This morning I woke up and was more tired than usual. On the bright side, it felt more like Wednesday than Thursday. If that's not good news, what is?
I also seem to have a bit of a bruise between the pointer finger and middle finger knuckles on my right hand. I think this might have something to do with my rigorous running. Because I'm secretly training for the zombie apocalypse (laser eyes, toiletry hoarding, running, etc) I can only assume that I unwittingly took it to the next level last night maybe punched a few trees in the tree faces.
Or I might have just clenched my fists a little too tightly at the dentist yesterday. Whatevs.
I also feel like the ball of my right foot is bruised. I've actually done that before by jumping in a lake and landing on a rock. It was one of those shake your head and wonder how on earth that even happens moments. Since I haven't been jumping into any lakes lately I'm going to assume that it's the running. I'm also going to assume that it's not a bruise but that my foot is just tired. So I've been hobbling.
All I really want to do this afternoon is sit at my desk, nap a little (under the desk), knit a little, drink a little decaf coffee, and eat. There is so much food in the office right now but I'm not even hungry. Doesn't a shortbread cookie with a chocolate chip muffin for desert appealing? Washed down with a little coffee? Massage my feet and I'm in Heaven!
So you know that we're going through Financial Peace University. It's amazing, for the record, and I highly highly recommend it to everyone. Even if you're like us and have never struggled with debt and have been pretty money smart you could still benefit from it. Like actually. If you're not really money smart, well, you could benefit from it even more. And Dave Ramsey's funny. Who doesn't like funny?

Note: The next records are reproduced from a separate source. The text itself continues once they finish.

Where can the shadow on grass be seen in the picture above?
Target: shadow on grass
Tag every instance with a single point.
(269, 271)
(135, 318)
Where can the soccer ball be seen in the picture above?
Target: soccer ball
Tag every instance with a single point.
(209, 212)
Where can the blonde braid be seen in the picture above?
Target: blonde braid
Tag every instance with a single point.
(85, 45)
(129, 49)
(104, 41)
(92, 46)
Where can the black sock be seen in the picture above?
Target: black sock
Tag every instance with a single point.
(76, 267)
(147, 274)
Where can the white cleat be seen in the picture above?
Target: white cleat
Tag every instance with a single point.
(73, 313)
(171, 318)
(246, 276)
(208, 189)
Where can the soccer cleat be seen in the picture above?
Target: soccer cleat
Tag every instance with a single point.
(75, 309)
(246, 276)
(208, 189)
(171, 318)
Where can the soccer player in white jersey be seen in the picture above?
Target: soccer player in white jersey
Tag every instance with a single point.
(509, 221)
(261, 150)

Well last night at FPU (as I shall now refer to it because it's a heck of a lot less typing) we were given some homework. For Sunday. Tonight is jam packed of busy and so is Saturday, so that leaves Friday night. Friday night is no longer dedicated to an intimate living room screening of Love Actually. It's going to be an evening of fun in the form of budgeting, Quicken, and making a practice stock portfolio. Sorry, it's invite only. Someday we'll be living in a house that we own which will make it all worth it. Until then, we'll spend our Friday nights arguing over finances. Lovingly.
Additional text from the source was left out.